DNS itself has no built-in way to answer this question. A resolver can only travel from domain to record, not the other way around. Reverse MX lookups are made possible by large passive DNS datasets that index MX records across the internet, then let you query that index in reverse.
When you run a search, the tool queries an indexed database of MX records collected from domains across the global DNS. It matches your input against the mail server field of every stored MX record and returns the domains that point to it.
You get two matching modes:
| Query | What It Matches |
|---|---|
| google.com | Domains with MX records pointing exactly to google.com |
| *.gmail.com | Domains using any mail server hostname ending in .gmail.com |
| m*.g*.com | Mail server hostnames starting with "m" under a domain starting with "g" and ending in .com, such as mail.google.com |
| *.protection.outlook.com | Domains routing mail through Microsoft 365 |
| MX Lookup | Reverse MX Lookup | |
|---|---|---|
| Input | A domain name (example.com) | A mail server hostname (mx.example-host.com) |
| Output | The mail servers and priorities for that domain | All domains pointing their MX records to that server |
| Data source | Live DNS query against authoritative name servers | Indexed passive DNS database |
| Primary use | Verifying email configuration and deliverability | Infrastructure mapping, security research, and investigations |
Forgotten MX records on unused subdomains are a known attack vector. Searching for your organization's mail servers with wildcards can surface old or orphaned domains still pointing at your infrastructure, so you can clean them up before someone exploits them.
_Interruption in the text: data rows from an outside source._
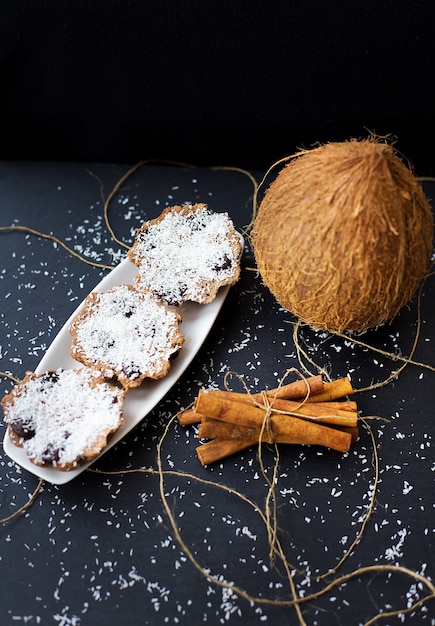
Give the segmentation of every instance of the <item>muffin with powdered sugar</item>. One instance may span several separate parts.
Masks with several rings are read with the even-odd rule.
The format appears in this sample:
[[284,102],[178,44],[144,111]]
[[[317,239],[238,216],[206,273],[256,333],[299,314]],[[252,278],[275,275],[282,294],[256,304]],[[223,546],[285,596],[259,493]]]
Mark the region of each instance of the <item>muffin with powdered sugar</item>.
[[123,423],[125,391],[93,369],[27,372],[2,399],[11,442],[35,465],[73,470],[92,461]]
[[93,292],[70,324],[71,356],[132,389],[168,373],[184,343],[180,322],[177,311],[132,285]]
[[240,275],[242,238],[227,213],[206,204],[165,209],[137,231],[128,256],[138,268],[135,285],[167,304],[211,302]]

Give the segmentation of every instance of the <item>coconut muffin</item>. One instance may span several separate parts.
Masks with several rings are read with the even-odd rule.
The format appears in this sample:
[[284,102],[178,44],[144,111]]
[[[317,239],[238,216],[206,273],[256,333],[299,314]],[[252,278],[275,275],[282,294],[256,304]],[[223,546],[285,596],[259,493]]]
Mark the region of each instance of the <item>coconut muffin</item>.
[[177,311],[132,285],[93,292],[71,322],[71,355],[131,389],[168,373],[184,343],[180,322]]
[[2,399],[12,443],[35,465],[69,471],[92,461],[123,423],[125,392],[89,368],[25,378]]
[[227,213],[206,204],[168,207],[138,229],[128,256],[138,268],[135,285],[166,304],[211,302],[240,274],[242,240]]

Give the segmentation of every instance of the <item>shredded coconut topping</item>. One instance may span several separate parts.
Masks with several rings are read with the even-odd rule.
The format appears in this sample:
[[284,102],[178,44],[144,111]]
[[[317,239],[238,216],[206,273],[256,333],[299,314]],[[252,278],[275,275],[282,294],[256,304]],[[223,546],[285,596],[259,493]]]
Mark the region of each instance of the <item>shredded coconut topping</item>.
[[183,337],[179,314],[150,292],[130,285],[92,293],[71,325],[74,358],[93,363],[105,375],[134,386],[145,378],[160,378],[169,369]]
[[119,428],[123,392],[99,376],[89,368],[28,374],[5,397],[6,420],[34,463],[71,469]]
[[130,260],[136,285],[169,304],[212,300],[240,272],[241,239],[227,213],[205,204],[170,207],[138,230]]

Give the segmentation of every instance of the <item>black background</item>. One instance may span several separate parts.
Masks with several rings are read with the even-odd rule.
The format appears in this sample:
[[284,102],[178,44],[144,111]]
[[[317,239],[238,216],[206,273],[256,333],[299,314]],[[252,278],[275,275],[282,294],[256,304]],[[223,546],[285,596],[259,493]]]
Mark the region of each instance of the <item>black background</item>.
[[264,169],[391,135],[434,174],[431,0],[0,2],[0,158]]
[[[104,164],[3,162],[1,223],[52,232],[87,258],[119,262],[125,251],[102,219],[100,183],[107,193],[127,171]],[[255,173],[257,177],[260,175]],[[425,183],[429,196],[433,183]],[[241,172],[205,168],[141,168],[109,207],[115,233],[132,242],[143,219],[189,199],[228,210],[242,229],[252,215],[250,179]],[[1,369],[18,378],[38,364],[51,340],[105,271],[85,265],[52,241],[24,233],[0,235],[2,293]],[[228,486],[264,509],[267,484],[255,449],[202,468],[195,428],[172,423],[162,443],[164,493],[181,537],[203,568],[257,598],[249,602],[208,581],[177,542],[163,507],[156,473],[157,445],[165,426],[188,406],[201,386],[219,386],[228,371],[243,375],[253,391],[276,386],[286,370],[301,368],[292,338],[294,318],[265,289],[249,248],[239,283],[203,348],[165,399],[94,468],[64,486],[44,483],[24,515],[0,528],[0,620],[20,623],[108,626],[125,624],[298,624],[294,609],[262,600],[291,598],[282,566],[272,567],[258,512]],[[415,359],[433,366],[433,276],[422,299],[422,327]],[[363,339],[388,352],[409,354],[417,330],[417,303]],[[382,381],[401,362],[305,328],[301,345],[332,378],[349,374],[355,389]],[[309,365],[306,363],[306,365]],[[313,366],[309,366],[315,371]],[[235,377],[230,379],[239,387]],[[408,366],[386,387],[355,395],[379,454],[376,505],[361,543],[337,576],[361,566],[400,565],[433,577],[434,429],[433,372]],[[1,379],[2,392],[12,383]],[[386,421],[384,421],[386,420]],[[4,432],[4,426],[2,426]],[[270,478],[273,450],[263,460]],[[122,472],[124,470],[124,472]],[[125,470],[136,470],[126,473]],[[349,454],[316,447],[281,446],[276,484],[279,538],[300,570],[300,593],[323,588],[315,576],[338,564],[361,529],[373,488],[369,433]],[[197,479],[213,481],[204,484]],[[23,505],[36,477],[0,456],[0,511]],[[428,589],[400,573],[367,573],[303,605],[310,626],[364,623],[379,611],[400,609]],[[406,616],[408,624],[433,624],[434,603]],[[384,620],[391,625],[400,618]],[[379,623],[383,623],[380,621]]]
[[[391,135],[419,176],[435,174],[435,5],[430,0],[56,2],[0,0],[0,224],[51,232],[91,260],[115,264],[124,250],[103,221],[105,194],[141,159],[149,165],[110,208],[126,242],[166,205],[205,201],[238,228],[252,215],[252,183],[224,165],[262,172],[315,142]],[[429,198],[432,182],[424,183]],[[192,366],[162,403],[85,472],[45,483],[24,515],[0,528],[0,623],[297,624],[294,609],[263,600],[291,597],[274,569],[258,513],[195,478],[166,474],[167,501],[186,546],[212,575],[254,602],[208,581],[177,543],[163,508],[156,446],[170,417],[198,387],[225,372],[253,390],[299,367],[294,319],[261,284],[247,248],[239,283]],[[21,378],[104,271],[61,246],[0,233],[1,369]],[[422,294],[415,358],[433,365],[433,277]],[[417,306],[364,336],[408,354]],[[310,357],[355,388],[383,380],[398,362],[352,342],[304,329]],[[433,372],[409,366],[388,386],[356,396],[379,453],[376,507],[361,543],[340,568],[400,565],[434,576]],[[1,394],[11,382],[1,378]],[[236,384],[236,383],[235,383]],[[4,425],[2,426],[4,432]],[[267,485],[255,450],[211,468],[196,458],[194,428],[172,424],[164,470],[236,489],[260,508]],[[264,451],[268,476],[273,451]],[[276,493],[279,537],[300,570],[299,592],[322,587],[357,536],[370,502],[372,442],[361,429],[348,455],[282,446]],[[37,479],[0,458],[0,517],[23,505]],[[333,580],[332,575],[328,580]],[[404,574],[352,578],[303,605],[307,624],[362,624],[428,592]],[[434,604],[406,623],[434,624]],[[400,617],[379,623],[402,624]]]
Sales and market research teams use reverse MX lookups to build lists of companies using a specific email provider, such as Google Workspace (.google.com MX patterns) or Microsoft 365 (.protection.outlook.com). The results double as targeted prospect lists for outreach.
An MX (Mail Exchange) record is a DNS record that tells the internet which server accepts email for a domain. Each record includes a priority value; lower numbers are tried first, and higher numbers act as backups. A domain can list multiple mail servers for redundancy, and thousands of domains can point at the same mail server, which is exactly the relationship a reverse MX lookup uncovers.
Enter a mail server hostname, not a regular website domain. For example, enter aspmx.l.google.com rather than a company's website address. If you only know the domain, first run it through an MX lookup to find its mail server, then search that hostname here.
A reverse DNS lookup resolves an IP address to a single hostname using PTR records, which you can test with our IP to hostname lookup. A reverse MX lookup searches an indexed database to find all domains using a given mail server. They answer different questions about different record types.